SXSW Notes: Jim Coudal/Jason Fried

Loose notes from SXSW 2006 presentation: Jim Coudal / Jason Fried Opening Remarks (keynote).

37 Signals has rocketed into the spotlight this year both with Ruby on Rails and with the tremendously popular Basecamp, Backpack, and TaDa Lists. But Fried sounds like a heretic, defying common web startup practices. He’s against functional specs, against VC money, against lots of features, for time and money constraints.


“Less” can be a big advantage.

Do not have functional specs before you go into a project. You don’t have enough data in advance to make intelligent specs.

Don’t take VC money. The more you have, the more you think you need.

Don’t try to get big fast. Work in obscurity. If you take the VC money, you’ll never have enough. If you don’t take it, you’ve got a constraint that will work for you. Constraints are good. Less time means you’ll waste less time. Less money means you’ll find out how to do more with less. Work cheap, work off the cuff. Work from inspiration, not against the competition. You don’t need money to learn how to do anything… though you do need time. If you immerse yourself and have a real project to apply to, you’ll learn so much more so much faster than you will from any book.

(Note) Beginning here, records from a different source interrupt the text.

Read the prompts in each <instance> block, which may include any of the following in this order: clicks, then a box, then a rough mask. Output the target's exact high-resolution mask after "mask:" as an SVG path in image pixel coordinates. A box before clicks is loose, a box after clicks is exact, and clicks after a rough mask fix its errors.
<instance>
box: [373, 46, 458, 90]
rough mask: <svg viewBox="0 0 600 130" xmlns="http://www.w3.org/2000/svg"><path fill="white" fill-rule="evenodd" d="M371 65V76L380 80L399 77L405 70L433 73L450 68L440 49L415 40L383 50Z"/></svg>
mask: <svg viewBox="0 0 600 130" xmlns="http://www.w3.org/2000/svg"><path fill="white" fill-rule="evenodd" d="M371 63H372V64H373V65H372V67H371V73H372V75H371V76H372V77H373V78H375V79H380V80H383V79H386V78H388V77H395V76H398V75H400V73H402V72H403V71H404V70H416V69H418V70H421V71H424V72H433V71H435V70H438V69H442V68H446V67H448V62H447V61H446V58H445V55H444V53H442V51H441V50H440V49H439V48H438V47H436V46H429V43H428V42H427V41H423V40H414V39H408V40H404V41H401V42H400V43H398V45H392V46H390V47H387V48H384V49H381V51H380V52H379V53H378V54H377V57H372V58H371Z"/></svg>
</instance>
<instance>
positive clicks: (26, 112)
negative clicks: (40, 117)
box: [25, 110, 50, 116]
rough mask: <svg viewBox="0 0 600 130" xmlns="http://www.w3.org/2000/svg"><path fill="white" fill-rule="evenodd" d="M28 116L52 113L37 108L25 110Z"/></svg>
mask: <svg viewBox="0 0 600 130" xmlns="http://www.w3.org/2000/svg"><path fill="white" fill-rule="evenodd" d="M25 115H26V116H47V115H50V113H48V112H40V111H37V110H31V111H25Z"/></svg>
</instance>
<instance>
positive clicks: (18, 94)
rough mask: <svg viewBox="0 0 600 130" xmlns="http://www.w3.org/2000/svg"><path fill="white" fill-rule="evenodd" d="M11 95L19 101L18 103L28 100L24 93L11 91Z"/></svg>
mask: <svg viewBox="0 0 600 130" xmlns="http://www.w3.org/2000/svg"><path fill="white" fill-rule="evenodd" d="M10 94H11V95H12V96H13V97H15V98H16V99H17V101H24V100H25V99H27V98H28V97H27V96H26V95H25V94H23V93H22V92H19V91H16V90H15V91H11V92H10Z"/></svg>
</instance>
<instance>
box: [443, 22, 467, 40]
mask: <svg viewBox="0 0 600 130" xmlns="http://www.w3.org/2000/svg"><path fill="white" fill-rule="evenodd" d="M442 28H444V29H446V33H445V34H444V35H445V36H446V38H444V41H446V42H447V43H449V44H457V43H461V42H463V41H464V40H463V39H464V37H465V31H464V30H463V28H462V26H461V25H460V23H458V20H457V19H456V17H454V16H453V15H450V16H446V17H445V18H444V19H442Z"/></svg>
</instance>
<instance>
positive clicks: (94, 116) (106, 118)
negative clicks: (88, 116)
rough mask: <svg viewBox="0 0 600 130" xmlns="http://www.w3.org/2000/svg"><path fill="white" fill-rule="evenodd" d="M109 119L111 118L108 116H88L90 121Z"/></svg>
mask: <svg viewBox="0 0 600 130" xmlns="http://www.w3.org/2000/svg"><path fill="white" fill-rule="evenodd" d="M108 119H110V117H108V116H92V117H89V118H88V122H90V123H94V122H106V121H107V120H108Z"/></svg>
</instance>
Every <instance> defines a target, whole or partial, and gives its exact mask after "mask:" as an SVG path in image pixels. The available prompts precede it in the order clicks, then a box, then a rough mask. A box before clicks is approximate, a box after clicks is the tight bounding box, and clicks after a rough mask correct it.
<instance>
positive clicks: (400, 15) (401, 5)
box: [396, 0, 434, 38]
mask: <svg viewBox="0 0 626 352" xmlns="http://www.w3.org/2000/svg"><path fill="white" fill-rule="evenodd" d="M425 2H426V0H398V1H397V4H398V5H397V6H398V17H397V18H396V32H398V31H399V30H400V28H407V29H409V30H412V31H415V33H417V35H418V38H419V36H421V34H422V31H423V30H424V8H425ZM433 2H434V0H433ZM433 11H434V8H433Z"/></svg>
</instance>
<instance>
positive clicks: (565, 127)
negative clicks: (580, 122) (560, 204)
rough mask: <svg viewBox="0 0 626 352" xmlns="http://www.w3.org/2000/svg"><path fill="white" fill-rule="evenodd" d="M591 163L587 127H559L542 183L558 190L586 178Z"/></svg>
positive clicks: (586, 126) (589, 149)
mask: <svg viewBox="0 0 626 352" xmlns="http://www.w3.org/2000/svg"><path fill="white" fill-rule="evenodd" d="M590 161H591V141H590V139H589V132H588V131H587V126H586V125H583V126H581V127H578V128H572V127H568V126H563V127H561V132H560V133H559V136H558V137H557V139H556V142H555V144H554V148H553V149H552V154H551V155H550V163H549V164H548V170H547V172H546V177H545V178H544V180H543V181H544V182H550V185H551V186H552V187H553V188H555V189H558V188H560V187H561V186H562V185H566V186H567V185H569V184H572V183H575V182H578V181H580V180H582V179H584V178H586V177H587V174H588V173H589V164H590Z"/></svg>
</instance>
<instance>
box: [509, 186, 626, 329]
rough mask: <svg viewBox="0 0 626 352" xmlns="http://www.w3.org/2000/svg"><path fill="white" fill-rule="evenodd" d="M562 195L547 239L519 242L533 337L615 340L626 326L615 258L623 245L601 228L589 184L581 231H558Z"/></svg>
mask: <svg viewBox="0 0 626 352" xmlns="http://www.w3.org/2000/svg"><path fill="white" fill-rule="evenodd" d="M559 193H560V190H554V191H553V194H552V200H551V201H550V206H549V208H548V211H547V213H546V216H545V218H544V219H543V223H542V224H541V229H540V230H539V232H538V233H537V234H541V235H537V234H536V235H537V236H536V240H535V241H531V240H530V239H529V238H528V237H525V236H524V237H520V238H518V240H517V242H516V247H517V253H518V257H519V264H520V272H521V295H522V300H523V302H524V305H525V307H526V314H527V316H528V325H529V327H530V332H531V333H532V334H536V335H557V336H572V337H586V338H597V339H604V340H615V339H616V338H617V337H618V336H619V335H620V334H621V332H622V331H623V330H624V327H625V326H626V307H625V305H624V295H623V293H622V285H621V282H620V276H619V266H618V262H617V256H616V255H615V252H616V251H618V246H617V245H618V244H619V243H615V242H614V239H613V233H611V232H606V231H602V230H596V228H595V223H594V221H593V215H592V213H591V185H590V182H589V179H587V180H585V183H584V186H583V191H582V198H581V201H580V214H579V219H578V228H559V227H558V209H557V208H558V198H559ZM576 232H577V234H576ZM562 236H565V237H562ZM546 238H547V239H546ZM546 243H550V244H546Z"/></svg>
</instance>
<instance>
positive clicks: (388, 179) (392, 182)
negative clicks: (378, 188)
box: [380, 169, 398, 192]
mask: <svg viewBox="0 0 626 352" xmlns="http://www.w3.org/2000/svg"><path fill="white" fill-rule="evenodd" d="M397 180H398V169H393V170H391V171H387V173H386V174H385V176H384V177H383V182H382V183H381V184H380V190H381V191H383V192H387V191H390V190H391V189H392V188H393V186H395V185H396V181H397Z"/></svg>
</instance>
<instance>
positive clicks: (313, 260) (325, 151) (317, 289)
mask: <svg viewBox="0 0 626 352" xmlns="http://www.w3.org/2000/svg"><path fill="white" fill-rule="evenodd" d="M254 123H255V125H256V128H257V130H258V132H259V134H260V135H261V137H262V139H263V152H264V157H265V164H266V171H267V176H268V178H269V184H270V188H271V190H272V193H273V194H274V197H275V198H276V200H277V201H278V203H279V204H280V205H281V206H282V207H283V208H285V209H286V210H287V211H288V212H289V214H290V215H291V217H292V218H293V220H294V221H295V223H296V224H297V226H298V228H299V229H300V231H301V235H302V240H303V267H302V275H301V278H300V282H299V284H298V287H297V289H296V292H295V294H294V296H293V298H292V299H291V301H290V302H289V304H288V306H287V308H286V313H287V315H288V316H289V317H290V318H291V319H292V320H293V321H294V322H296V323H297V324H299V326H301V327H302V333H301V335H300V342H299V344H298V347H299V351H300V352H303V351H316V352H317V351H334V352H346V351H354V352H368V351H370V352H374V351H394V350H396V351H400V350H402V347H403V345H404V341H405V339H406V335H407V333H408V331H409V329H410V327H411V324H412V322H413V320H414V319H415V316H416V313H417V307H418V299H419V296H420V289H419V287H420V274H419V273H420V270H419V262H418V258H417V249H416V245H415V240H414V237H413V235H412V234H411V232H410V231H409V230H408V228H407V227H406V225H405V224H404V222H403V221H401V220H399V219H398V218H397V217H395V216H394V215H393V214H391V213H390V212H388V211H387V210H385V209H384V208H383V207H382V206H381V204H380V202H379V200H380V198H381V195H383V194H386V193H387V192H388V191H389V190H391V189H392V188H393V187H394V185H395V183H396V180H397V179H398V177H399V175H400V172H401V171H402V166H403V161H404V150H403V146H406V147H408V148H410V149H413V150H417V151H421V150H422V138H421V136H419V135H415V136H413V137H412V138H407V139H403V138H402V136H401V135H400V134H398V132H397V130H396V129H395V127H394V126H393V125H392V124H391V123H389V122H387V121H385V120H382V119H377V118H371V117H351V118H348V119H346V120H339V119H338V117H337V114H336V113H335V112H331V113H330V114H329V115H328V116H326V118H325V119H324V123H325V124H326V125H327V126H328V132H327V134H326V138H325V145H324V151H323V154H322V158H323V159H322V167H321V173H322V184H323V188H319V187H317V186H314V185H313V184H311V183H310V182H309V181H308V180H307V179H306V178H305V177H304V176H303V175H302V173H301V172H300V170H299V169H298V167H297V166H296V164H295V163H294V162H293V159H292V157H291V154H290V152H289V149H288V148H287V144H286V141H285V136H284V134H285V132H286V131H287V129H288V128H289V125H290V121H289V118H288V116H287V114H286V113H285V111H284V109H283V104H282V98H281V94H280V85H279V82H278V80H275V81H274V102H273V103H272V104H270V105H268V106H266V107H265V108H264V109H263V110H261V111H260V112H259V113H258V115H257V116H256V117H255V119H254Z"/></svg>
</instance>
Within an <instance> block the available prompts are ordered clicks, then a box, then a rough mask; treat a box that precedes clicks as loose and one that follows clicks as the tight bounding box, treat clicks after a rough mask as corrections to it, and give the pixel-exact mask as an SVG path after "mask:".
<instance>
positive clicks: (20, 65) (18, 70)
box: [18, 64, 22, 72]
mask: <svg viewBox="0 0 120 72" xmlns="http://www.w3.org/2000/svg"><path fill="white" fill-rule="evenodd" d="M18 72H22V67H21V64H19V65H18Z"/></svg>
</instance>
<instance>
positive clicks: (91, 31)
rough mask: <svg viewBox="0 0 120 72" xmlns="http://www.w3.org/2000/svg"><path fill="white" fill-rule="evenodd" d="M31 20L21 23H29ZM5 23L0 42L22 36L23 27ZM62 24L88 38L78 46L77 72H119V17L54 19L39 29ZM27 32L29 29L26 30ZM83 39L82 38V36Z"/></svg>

You don’t have to launch tomorrow – you can launch in a year. Nothing wrong with that.

The side business is the perfect model. Don’t quit your job and get a bunch of money and a team together — do what you can in your spare time, with time and money constraints. If it grows to the point of being viable, then you can quit your job.

Make decisions when you have enough information to make them, not before. Projections are bullshit.

If you don’t waste time on shit that doesn’t matter, you’ll have a lot more time for stuff that does matter.

When hiring, don’t put out a bullet list of requirements. Don’t worry about what school they went to, or even whether they graduated. If they can do the work, what they did in the past doesn’t matter. You need motivated, passionate, and curious.

Don’t count on giving your product away, with no revenue model, thinking you may be bought out someday. That’s a lottery ticket, you can’t bank on it. If your web app is good and useful, people actually will pay a monthly fee for it.

Whenever you make a change to a product, you’re going to piss people off, even if it’s the better decision. But the vocal minority is awfully vocal. Trust your judgement, not theirs. The biggest complainers are the people using the cheapest version of the product. If you make a change in your product, let it simmer for a few days, don’t change it back immediately. Just explain your reasons and don’t freak out. If you turn features on and off, you’ll look like you don’t know what you’re doing. It’s OK to not know what you’re doing, but take care not to give that impression.

More on disdain for functional specs: They’re #1 political documents, about covering your ass, rather than about making a good product. They are illusions of agreement. Instead, 37signals builds the interface for the product first — in HTML, not Photoshop — and use that as the basis for the agreement. Words are too vague, too subject to interpretation. Adding features causes pain/cost. But adding them to the functional spec is just words, too easy to agree to. Read: “There’s nothing functional about a functional spec.”

Coudal: We have a rule: If the RFP is longer than two pages, we won’t take the project. If the company has invested that much time/energy in the proposal, they’re going to be a pain in the ass to deal with.

Coudal: “We’re making it up as we go along.” Sounds like a bad thing, but it’s the whole deal. Without that it wouldn’t be fun/interesting. We won’t take on a project from which we can’t learn.

Both acknowledge that these utopian ideas might not work for a larger company — works for 37signals, might not work for Yahoo. But at the same time, Yahoo! is probably wasting a lot of money writing RFPs.

You’re better off with more generalists than specialists.

Sometimes they write stories rather than functional specs. The story could be a scenario, which explains what the feature does.

Have you ever launched a product that actually matched the functional spec? No. There’s always modification in the process, always an FS 1.1, FS1.2… scope creep happens. Throw the spec away and build cool tools. Do it in agreement with the client of course, but on the basis of working ideas, not ideas on paper.